0/1 Knapsack Problem¶

The 0/1 Knapsack problem is a foundational optimization problem. Given a set of items, each with a weight and a value, determine the number of each item to include in a collection so that the total weight is less than or equal to a given limit and the total value is as large as possible.

The "0/1" means you cannot break an item; you either take it (\(1\)) or leave it (\(0\)).

Problem¶

Given: - weights[]: Weights of \(n\) items. - values[]: Values of \(n\) items. - W: Maximum capacity of the knapsack.

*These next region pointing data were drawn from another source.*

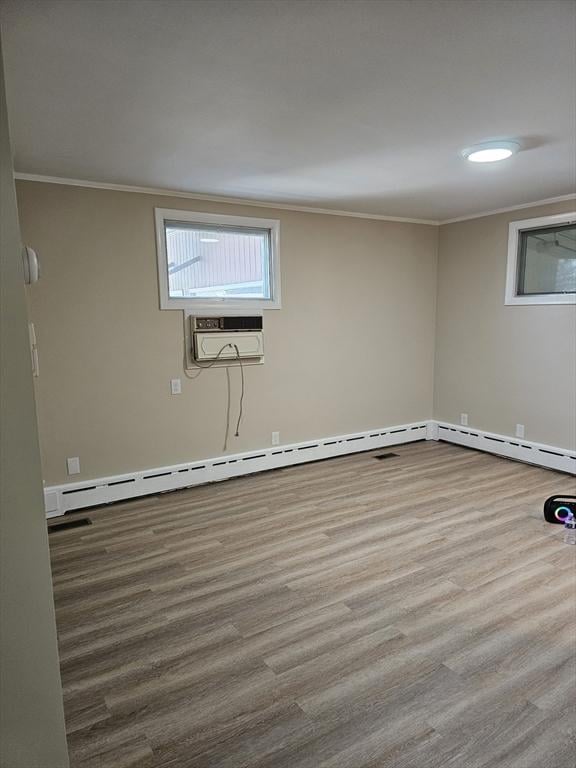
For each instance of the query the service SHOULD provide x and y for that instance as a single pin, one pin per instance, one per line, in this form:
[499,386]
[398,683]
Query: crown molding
[535,204]
[160,191]
[214,198]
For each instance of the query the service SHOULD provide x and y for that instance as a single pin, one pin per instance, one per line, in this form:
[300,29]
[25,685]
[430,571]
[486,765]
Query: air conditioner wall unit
[227,338]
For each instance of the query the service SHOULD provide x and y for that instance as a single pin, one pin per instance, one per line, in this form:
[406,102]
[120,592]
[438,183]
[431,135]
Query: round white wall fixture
[491,151]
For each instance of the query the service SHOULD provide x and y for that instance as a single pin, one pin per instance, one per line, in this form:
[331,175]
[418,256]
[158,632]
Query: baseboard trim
[547,456]
[60,499]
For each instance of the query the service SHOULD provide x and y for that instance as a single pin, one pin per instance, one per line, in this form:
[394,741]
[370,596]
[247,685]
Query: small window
[542,261]
[209,261]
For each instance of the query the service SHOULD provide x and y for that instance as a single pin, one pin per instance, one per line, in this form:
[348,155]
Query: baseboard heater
[64,498]
[526,451]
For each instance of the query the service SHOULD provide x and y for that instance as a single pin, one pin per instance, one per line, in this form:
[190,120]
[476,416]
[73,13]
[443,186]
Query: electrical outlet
[73,465]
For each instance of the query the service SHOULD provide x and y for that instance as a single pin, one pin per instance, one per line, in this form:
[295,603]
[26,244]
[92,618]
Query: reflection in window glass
[547,261]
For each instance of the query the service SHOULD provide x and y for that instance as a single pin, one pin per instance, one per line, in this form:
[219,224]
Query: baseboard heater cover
[64,498]
[60,499]
[527,451]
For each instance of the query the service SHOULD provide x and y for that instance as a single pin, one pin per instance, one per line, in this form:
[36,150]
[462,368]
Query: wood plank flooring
[409,613]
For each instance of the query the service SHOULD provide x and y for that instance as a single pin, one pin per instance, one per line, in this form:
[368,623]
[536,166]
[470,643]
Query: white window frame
[216,305]
[514,230]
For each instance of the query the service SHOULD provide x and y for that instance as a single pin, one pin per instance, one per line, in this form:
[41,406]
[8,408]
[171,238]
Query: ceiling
[352,105]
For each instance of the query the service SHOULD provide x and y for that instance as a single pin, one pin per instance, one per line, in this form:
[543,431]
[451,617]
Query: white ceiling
[356,105]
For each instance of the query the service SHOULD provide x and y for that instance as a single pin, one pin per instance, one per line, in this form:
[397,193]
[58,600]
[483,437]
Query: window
[208,261]
[542,261]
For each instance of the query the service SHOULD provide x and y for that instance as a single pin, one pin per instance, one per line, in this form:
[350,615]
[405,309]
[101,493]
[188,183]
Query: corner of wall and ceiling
[159,191]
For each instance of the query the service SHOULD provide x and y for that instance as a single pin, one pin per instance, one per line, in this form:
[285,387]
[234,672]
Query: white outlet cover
[73,465]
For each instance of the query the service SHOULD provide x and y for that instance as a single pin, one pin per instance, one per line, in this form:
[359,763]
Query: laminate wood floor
[415,612]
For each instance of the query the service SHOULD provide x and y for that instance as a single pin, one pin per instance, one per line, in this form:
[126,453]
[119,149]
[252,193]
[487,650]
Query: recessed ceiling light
[491,151]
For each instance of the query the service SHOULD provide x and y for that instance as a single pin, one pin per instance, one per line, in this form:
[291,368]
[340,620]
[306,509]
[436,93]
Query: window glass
[547,261]
[217,261]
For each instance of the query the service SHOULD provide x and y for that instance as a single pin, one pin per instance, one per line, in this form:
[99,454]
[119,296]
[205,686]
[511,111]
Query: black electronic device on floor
[557,509]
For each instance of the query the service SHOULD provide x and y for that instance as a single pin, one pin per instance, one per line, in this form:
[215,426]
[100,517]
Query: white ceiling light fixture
[491,151]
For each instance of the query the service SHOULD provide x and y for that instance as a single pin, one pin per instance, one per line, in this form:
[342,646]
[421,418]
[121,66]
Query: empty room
[288,384]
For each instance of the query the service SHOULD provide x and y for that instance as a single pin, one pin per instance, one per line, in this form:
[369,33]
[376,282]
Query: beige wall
[503,365]
[351,349]
[31,715]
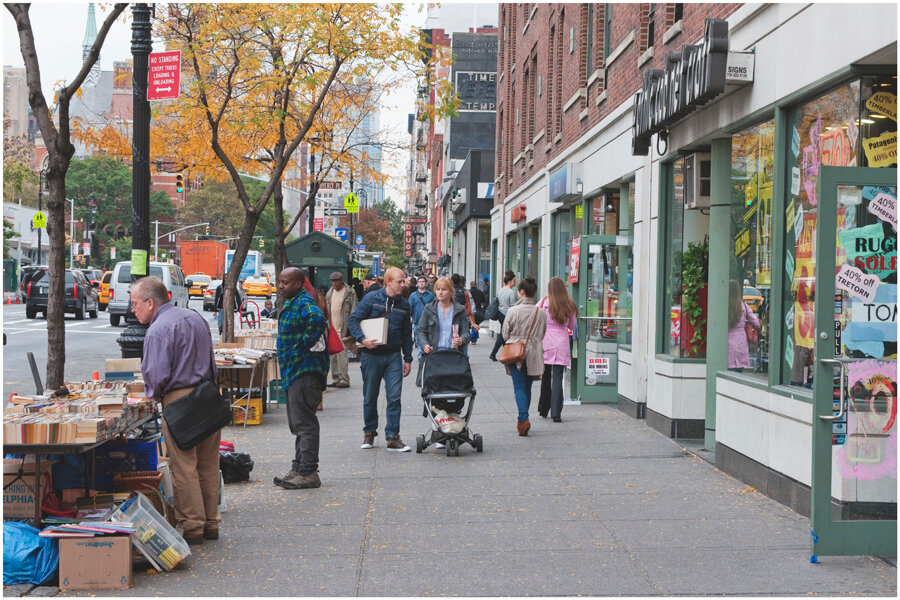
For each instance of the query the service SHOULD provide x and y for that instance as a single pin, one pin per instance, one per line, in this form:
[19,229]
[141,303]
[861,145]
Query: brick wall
[556,35]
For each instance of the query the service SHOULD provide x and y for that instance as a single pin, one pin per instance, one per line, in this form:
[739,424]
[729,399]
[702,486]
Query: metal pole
[132,339]
[40,209]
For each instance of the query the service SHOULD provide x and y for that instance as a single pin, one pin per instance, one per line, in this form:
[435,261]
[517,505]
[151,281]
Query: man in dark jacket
[390,360]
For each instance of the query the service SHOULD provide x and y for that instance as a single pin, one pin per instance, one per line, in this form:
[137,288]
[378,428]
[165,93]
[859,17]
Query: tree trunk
[241,249]
[56,295]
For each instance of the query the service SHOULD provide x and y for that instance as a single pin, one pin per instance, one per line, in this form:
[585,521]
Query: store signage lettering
[884,206]
[881,151]
[884,103]
[856,282]
[691,78]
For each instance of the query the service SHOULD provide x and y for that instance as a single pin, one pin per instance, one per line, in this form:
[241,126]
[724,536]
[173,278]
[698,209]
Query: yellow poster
[881,151]
[884,103]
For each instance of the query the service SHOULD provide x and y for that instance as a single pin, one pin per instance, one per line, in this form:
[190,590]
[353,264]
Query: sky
[59,30]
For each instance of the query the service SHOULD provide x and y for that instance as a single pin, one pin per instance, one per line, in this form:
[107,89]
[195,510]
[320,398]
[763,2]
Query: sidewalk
[597,505]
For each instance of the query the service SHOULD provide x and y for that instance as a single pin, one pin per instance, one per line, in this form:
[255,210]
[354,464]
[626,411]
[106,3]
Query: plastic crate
[154,537]
[254,414]
[112,458]
[276,394]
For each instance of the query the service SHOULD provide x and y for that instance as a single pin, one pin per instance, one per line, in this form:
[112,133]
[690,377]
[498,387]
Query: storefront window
[685,269]
[853,125]
[750,269]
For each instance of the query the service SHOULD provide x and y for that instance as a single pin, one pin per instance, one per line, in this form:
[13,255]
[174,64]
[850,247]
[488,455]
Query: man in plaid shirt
[303,371]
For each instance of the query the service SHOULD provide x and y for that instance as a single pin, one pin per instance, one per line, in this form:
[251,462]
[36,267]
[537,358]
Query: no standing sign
[164,76]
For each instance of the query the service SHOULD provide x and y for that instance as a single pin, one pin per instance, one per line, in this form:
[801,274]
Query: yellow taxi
[257,286]
[104,290]
[197,284]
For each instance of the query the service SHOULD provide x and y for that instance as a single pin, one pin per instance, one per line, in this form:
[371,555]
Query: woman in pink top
[561,315]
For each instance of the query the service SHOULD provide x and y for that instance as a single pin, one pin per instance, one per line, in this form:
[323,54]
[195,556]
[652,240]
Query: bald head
[290,281]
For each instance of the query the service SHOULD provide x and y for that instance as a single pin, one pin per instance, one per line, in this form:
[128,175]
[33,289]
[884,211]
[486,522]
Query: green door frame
[604,393]
[836,538]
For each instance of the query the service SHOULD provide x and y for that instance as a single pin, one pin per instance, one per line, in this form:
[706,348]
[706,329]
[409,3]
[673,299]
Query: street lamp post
[132,339]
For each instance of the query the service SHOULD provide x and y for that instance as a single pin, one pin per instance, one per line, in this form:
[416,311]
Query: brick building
[675,162]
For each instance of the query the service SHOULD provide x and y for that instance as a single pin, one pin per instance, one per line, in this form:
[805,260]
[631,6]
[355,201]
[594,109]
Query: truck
[252,264]
[203,256]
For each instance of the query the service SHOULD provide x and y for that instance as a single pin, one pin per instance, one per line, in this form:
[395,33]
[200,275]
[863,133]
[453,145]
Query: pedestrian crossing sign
[351,203]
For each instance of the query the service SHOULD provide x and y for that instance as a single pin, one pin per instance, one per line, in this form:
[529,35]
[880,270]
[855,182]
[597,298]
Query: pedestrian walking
[525,323]
[178,356]
[301,328]
[740,317]
[506,297]
[390,361]
[418,300]
[560,315]
[341,301]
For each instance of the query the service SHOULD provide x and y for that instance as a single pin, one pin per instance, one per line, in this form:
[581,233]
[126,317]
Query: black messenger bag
[195,417]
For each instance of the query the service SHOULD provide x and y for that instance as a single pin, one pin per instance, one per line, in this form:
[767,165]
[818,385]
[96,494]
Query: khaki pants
[195,478]
[339,368]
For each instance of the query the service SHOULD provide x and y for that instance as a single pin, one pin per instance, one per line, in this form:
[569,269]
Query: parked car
[197,283]
[257,286]
[92,275]
[104,290]
[119,298]
[81,296]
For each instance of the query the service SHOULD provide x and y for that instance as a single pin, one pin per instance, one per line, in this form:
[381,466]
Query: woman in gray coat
[522,318]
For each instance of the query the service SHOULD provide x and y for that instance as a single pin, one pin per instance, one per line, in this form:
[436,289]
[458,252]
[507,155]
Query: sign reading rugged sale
[164,77]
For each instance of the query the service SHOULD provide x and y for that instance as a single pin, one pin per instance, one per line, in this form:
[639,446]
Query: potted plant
[694,277]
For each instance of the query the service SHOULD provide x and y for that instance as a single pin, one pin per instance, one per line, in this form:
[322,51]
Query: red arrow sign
[165,76]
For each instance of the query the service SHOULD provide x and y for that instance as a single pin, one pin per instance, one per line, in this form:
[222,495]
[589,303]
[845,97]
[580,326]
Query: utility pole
[132,339]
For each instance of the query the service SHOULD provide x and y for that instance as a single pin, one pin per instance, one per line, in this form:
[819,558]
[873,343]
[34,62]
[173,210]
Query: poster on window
[573,260]
[598,366]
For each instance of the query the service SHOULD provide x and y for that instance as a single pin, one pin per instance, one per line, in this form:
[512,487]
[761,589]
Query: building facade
[673,162]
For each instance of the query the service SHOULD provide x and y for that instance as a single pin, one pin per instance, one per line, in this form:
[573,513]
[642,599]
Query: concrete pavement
[597,505]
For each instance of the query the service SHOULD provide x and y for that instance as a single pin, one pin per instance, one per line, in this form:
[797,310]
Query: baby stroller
[446,383]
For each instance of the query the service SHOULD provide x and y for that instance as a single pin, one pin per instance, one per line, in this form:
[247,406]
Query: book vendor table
[38,449]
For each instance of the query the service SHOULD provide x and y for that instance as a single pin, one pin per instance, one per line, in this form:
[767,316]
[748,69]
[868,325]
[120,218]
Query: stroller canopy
[446,371]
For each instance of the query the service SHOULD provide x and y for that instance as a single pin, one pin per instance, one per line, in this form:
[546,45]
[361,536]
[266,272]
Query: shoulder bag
[195,417]
[514,352]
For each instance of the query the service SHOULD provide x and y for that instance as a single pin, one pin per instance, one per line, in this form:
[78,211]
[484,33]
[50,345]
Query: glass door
[854,454]
[604,313]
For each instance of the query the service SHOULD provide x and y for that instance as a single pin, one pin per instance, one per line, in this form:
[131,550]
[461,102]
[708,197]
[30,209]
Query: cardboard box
[18,498]
[254,414]
[97,563]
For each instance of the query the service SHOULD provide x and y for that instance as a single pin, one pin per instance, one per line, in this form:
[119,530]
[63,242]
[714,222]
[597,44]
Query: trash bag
[235,466]
[27,557]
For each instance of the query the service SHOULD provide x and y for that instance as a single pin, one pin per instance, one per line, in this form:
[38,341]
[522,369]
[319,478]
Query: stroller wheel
[452,448]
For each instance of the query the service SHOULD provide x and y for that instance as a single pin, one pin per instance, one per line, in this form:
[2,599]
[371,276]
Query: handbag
[514,352]
[198,415]
[335,346]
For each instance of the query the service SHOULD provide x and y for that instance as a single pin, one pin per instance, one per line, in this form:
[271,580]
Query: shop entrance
[854,454]
[603,294]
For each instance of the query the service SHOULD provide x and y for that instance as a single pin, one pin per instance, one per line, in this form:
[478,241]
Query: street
[598,505]
[88,344]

Find the maximum total value that can be put in the knapsack.

1. Recursive Approach (Include/Exclude)¶

For each item, we have two choices: 1. Include the item (if its weight \(\le\) remaining capacity). 2. Exclude the item.

Java Implementation¶

public static int knapsack(int[] wt, int[] val, int W, int n) {
    if (n == 0 || W == 0) return 0;

    if (wt[n - 1] <= W) {
        // Max(Include, Exclude)
        return Math.max(
            val[n - 1] + knapsack(wt, val, W - wt[n - 1], n - 1),
            knapsack(wt, val, W, n - 1)
        );
    } else {
        // Must exclude
        return knapsack(wt, val, W, n - 1);
    }
}

Complexity: Time \(O(2^n)\), Space \(O(n)\) (stack depth).

2. Memoization (Top-Down)¶

We use a 2D array dp[n + 1][W + 1] to store results of subproblems.

Java Implementation¶

public static int knapsackMemo(int[] wt, int[] val, int W, int n, int[][] dp) {
    if (n == 0 || W == 0) return 0;
    if (dp[n][W] != -1) return dp[n][W];

    if (wt[n - 1] <= W) {
        return dp[n][W] = Math.max(
            val[n - 1] + knapsackMemo(wt, val, W - wt[n - 1], n - 1, dp),
            knapsackMemo(wt, val, W, n - 1, dp)
        );
    } else {
        return dp[n][W] = knapsackMemo(wt, val, W, n - 1, dp);
    }
}

Complexity: Time \(O(n \times W)\), Space \(O(n \times W)\).

3. Tabulation (Bottom-Up)¶

Iteratively fill the DP table. dp[i][w] represents the maximum value using first i items with capacity w.

Java Implementation¶

public static int knapsackTab(int[] wt, int[] val, int W, int n) {
    int[][] dp = new int[n + 1][W + 1];

    for (int i = 1; i <= n; i++) {
        for (int w = 1; w <= W; w++) {
            if (wt[i - 1] <= w) {
                dp[i][w] = Math.max(val[i - 1] + dp[i - 1][w - wt[i - 1]], dp[i - 1][w]);
            } else {
                dp[i][w] = dp[i - 1][w];
            }
        }
    }
    return dp[n][W];
}

4. Space Optimized (\(O(W)\))¶

Since we only need the previous row to calculate the current one, and we only look "left" (smaller w), we can use a single array and iterate backwards.

Java Implementation¶

public static int knapsackOptimized(int[] wt, int[] val, int W, int n) {
    int[] dp = new int[W + 1];

    for (int i = 0; i < n; i++) {
        // Iterate backwards to avoid using the same item multiple times
        for (int w = W; w >= wt[i]; w--) {
            dp[w] = Math.max(dp[w], val[i] + dp[w - wt[i]]);
        }
    }
    return dp[W];
}

Sample Input and Output¶

Input¶

3 50
10 20 30
60 100 120

(3 items, capacity 50; next lines are weights and values)

Output¶

Max Value: 220

Key Takeaways¶

0/1 Knapsack vs Fractional: Use DP for 0/1 and Greedy for Fractional.
Backwards Iteration: In the \(O(W)\) optimization, iterating backwards ensures we don't count an item more than once (unlike the Unbounded Knapsack problem).
Complexity: \(O(n \times W)\) is "pseudo-polynomial" because it depends on the value of \(W\).